Apple seems to think that nobody ever needs to maximize their application windows.  Instead, they provide a “zoom” button, which is supposed to toggle the window between “show as much content as possible” and a user-defined (manually set) size.

The problem is that this “zoom” button (which doesn’t actually zoom anything) is extremely inconsistent in behavior.  I draw these examples from my usage yesterday:

  • Terminal and Xcode treat “zoom” as “maximize”.
  • Safari tries to resize to fit content, but much of the time it’s wrong, and sometimes it fails entirely.  For example, on more than one website I clicked “zoom” and the window shrank, hiding even more content; clicking it again to try to toggle it back had no effect.  Safari seemed to do that a lot – the “zoom” button would simply do nothing, regardless of whether I had resized the window manually or not.
  • iTunes treats it as a toggle between miniature mode and the user-defined size.  That’s hardly a “zoom”, now is it?

If you search the intertubes for “OSX maximize window”, you’ll find that pretty much every Mac-centric forum is populated entirely by people who believe nobody ever needs to maximize windows (never mind that some of Apple’s own apps do exactly that); the common reply to “I want to maximize this window” is “no, you don’t” and “just live without it, you’ll get used to it”.  (Yeah, because you have no choice…)

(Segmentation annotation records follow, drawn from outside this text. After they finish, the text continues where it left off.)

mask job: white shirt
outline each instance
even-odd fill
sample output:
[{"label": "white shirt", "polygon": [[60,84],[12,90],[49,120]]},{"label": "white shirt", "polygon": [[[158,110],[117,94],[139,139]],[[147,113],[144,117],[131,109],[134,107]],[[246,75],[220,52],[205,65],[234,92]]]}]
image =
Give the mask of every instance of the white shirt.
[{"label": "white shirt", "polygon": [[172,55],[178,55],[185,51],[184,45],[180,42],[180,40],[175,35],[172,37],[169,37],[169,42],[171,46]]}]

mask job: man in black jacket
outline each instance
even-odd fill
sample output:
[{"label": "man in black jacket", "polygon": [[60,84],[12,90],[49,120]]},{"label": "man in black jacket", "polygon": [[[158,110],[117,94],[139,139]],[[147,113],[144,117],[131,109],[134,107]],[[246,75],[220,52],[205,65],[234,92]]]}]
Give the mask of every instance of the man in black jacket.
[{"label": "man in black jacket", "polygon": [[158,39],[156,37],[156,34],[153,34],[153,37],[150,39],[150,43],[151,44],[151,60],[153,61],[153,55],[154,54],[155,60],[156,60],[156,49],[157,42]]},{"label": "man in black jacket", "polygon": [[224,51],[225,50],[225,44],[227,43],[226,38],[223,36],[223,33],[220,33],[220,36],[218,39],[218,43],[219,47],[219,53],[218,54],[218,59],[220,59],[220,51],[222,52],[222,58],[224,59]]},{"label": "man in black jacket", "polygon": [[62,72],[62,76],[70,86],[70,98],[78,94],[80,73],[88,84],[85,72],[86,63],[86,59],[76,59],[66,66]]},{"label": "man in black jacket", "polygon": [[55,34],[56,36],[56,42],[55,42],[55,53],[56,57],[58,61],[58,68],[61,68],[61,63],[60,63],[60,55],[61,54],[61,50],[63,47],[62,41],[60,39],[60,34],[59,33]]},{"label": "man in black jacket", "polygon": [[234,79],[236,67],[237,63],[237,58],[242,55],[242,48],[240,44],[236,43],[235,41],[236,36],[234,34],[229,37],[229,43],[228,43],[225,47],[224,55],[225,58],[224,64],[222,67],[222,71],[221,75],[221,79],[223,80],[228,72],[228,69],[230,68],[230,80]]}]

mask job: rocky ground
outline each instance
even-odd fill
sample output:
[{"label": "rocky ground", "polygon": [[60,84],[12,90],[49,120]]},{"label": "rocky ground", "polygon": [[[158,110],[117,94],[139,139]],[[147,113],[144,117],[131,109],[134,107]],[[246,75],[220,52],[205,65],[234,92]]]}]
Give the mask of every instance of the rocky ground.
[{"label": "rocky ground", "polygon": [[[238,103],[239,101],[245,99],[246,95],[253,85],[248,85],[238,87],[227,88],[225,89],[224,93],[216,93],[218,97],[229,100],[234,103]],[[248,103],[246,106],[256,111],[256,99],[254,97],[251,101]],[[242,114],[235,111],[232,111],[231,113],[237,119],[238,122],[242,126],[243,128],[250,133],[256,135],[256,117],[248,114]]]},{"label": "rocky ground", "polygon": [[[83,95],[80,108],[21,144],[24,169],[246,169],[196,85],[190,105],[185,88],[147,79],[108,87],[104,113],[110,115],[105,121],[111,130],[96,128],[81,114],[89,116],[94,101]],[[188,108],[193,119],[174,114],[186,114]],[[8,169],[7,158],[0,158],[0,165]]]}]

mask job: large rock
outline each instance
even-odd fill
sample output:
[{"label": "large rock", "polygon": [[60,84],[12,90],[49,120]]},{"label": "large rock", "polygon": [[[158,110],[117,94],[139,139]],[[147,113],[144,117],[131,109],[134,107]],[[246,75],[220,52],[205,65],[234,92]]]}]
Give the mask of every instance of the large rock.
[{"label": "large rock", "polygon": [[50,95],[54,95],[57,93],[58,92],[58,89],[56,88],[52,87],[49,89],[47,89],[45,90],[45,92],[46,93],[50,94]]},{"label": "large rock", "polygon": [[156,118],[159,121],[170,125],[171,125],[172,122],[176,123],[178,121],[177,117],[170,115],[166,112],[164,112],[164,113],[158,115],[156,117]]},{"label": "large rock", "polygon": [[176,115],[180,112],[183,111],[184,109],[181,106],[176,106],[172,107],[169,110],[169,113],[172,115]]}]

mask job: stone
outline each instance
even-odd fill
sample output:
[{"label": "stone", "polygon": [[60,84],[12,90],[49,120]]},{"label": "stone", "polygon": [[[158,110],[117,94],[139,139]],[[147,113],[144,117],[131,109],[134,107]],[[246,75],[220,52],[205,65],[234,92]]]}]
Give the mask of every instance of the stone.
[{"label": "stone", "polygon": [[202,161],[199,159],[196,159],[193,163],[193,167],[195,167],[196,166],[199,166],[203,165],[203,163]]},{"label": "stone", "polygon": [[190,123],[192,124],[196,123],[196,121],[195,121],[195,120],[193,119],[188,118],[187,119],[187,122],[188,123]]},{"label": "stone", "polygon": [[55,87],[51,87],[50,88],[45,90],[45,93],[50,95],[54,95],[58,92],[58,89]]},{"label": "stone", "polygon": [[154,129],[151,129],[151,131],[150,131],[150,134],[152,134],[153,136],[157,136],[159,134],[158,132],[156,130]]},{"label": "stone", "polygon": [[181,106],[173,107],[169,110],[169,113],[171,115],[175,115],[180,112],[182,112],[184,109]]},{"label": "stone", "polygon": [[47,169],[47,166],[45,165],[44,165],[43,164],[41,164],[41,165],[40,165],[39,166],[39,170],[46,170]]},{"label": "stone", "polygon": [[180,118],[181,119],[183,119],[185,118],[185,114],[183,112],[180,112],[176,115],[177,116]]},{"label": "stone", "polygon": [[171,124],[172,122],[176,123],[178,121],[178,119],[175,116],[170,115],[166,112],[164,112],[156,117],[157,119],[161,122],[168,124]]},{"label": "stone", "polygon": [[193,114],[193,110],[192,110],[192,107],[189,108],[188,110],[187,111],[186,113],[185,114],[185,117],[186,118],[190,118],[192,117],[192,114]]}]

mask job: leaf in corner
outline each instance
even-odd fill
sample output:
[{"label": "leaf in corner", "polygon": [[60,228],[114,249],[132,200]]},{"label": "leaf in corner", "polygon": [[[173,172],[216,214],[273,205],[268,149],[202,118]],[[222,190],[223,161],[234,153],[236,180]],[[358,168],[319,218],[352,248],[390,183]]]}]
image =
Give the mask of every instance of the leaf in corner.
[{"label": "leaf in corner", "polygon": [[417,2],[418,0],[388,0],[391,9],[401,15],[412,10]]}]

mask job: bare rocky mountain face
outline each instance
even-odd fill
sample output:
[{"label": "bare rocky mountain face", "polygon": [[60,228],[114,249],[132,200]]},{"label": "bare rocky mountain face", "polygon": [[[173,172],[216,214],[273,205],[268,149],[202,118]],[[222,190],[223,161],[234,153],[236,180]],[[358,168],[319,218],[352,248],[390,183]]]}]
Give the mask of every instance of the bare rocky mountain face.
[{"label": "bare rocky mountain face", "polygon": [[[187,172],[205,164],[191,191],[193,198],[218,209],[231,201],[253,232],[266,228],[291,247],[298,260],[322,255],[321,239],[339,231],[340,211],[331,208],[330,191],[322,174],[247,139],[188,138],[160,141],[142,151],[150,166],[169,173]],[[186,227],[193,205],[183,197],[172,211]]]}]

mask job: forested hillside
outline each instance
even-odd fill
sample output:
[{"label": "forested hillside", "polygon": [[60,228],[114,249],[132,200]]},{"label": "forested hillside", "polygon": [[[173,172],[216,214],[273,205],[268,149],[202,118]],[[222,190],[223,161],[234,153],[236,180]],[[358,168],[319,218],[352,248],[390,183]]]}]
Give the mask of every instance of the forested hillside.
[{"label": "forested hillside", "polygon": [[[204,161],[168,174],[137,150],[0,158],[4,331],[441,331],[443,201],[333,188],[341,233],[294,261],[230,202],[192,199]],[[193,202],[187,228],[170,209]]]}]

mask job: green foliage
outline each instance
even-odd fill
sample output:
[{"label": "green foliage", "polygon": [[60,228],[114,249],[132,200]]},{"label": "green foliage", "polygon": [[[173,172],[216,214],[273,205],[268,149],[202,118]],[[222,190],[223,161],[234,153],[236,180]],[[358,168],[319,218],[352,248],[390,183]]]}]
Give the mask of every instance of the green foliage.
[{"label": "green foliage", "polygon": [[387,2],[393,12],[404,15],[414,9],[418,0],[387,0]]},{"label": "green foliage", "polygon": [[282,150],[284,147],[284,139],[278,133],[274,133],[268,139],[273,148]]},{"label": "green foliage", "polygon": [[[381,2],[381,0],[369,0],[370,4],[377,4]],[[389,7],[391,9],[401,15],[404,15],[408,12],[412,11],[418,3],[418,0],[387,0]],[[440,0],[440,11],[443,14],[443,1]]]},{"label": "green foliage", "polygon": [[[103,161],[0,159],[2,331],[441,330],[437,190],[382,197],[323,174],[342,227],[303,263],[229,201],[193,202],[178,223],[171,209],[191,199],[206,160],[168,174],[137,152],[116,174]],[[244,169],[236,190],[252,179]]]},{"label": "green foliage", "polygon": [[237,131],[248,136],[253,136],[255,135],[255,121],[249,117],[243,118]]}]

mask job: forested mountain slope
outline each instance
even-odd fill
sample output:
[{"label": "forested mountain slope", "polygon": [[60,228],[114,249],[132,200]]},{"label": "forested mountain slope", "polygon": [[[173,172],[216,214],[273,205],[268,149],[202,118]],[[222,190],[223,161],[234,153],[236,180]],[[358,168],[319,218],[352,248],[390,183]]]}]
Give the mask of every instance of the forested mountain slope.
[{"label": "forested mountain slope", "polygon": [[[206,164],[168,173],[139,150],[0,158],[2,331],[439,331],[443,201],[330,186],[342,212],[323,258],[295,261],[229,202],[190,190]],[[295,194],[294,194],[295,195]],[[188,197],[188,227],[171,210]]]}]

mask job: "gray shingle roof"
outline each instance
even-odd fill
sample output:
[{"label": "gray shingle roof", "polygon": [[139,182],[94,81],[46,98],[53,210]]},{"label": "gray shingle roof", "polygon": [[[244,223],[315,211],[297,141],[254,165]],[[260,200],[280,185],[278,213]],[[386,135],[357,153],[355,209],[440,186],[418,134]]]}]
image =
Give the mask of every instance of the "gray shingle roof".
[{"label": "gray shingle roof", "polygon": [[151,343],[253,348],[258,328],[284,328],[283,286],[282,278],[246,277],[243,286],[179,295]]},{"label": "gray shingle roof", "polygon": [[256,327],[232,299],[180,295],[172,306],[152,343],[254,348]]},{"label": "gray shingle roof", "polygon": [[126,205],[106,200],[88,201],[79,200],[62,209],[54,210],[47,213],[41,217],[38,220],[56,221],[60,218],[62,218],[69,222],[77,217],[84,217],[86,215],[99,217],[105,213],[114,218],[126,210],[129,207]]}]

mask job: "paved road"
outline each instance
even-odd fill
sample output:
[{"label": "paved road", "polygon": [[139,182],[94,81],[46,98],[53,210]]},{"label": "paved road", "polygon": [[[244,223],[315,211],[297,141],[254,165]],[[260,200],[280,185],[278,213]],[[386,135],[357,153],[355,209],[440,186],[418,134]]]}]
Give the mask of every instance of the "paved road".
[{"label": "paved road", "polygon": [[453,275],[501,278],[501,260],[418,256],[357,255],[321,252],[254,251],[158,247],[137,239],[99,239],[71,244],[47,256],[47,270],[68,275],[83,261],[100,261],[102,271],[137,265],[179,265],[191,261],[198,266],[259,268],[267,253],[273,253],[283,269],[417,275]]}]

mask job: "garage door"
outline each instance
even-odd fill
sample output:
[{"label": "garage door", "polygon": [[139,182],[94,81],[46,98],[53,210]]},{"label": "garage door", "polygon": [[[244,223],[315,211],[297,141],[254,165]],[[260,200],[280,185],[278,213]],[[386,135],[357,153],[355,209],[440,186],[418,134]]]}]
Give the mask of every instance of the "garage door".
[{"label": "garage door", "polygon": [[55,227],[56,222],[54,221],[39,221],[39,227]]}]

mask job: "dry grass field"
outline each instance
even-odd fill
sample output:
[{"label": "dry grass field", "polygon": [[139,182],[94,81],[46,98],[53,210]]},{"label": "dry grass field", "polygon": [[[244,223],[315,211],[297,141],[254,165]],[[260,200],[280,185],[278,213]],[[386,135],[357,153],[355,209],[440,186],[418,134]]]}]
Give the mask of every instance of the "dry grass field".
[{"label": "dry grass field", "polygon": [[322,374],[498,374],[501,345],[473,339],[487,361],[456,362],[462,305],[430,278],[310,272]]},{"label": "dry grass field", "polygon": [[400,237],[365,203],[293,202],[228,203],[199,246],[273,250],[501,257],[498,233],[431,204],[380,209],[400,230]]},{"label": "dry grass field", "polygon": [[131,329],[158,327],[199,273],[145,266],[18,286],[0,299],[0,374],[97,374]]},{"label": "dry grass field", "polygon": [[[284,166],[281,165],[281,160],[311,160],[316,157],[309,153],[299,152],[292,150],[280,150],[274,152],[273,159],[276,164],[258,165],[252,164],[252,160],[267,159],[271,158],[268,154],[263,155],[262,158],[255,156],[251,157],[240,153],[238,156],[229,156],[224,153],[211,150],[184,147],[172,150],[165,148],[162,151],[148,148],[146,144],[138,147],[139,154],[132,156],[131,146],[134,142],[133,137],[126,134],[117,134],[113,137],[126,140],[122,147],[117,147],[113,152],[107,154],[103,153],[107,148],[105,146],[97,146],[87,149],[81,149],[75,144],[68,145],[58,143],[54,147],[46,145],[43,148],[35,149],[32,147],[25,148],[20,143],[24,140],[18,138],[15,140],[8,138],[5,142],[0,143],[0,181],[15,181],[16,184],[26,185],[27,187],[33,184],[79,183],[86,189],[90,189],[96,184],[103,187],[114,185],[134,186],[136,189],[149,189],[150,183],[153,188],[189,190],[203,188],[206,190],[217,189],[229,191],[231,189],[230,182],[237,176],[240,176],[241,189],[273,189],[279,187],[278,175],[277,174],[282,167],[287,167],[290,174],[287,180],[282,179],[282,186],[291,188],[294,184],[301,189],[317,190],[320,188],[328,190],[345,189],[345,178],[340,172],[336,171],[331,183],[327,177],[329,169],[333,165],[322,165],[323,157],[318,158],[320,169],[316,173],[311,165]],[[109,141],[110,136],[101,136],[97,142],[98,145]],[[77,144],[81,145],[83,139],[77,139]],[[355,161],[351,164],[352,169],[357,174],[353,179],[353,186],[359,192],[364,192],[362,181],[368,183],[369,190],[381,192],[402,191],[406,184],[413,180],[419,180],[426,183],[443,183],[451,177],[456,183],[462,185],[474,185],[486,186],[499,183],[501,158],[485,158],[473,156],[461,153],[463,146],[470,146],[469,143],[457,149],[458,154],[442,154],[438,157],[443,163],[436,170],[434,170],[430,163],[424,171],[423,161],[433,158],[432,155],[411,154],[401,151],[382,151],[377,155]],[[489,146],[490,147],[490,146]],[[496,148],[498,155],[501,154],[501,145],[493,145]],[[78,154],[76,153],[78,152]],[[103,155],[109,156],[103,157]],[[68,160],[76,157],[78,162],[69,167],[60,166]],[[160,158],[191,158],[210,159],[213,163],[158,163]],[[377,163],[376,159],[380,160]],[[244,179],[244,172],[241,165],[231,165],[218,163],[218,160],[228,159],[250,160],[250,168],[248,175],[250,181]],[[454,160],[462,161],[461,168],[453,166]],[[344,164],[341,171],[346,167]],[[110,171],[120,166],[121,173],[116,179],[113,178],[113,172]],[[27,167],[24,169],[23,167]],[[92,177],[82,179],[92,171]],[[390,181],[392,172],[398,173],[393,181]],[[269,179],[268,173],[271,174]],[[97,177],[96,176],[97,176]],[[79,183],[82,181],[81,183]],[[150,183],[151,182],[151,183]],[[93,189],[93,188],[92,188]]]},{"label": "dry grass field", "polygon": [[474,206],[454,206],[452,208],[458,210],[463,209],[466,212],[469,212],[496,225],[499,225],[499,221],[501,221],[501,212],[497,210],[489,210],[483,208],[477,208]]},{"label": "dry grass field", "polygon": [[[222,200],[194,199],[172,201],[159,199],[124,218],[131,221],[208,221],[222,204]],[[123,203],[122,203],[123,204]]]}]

There’s something to be said for the fact that even if “maximize” is not strictly necessary, at least you always know what the button will do (speaking of the functionality in Windows and Linux).

I don’t want to argue about whether the whole UI paradigm of OSX is right or wrong, but at the very least it should be consistent

Oh, and one other thing.  Apple, if you’re going to enforce a “no maximized windows” idea (by not supporting window maximization by default), you should at least enable snap-to-borders.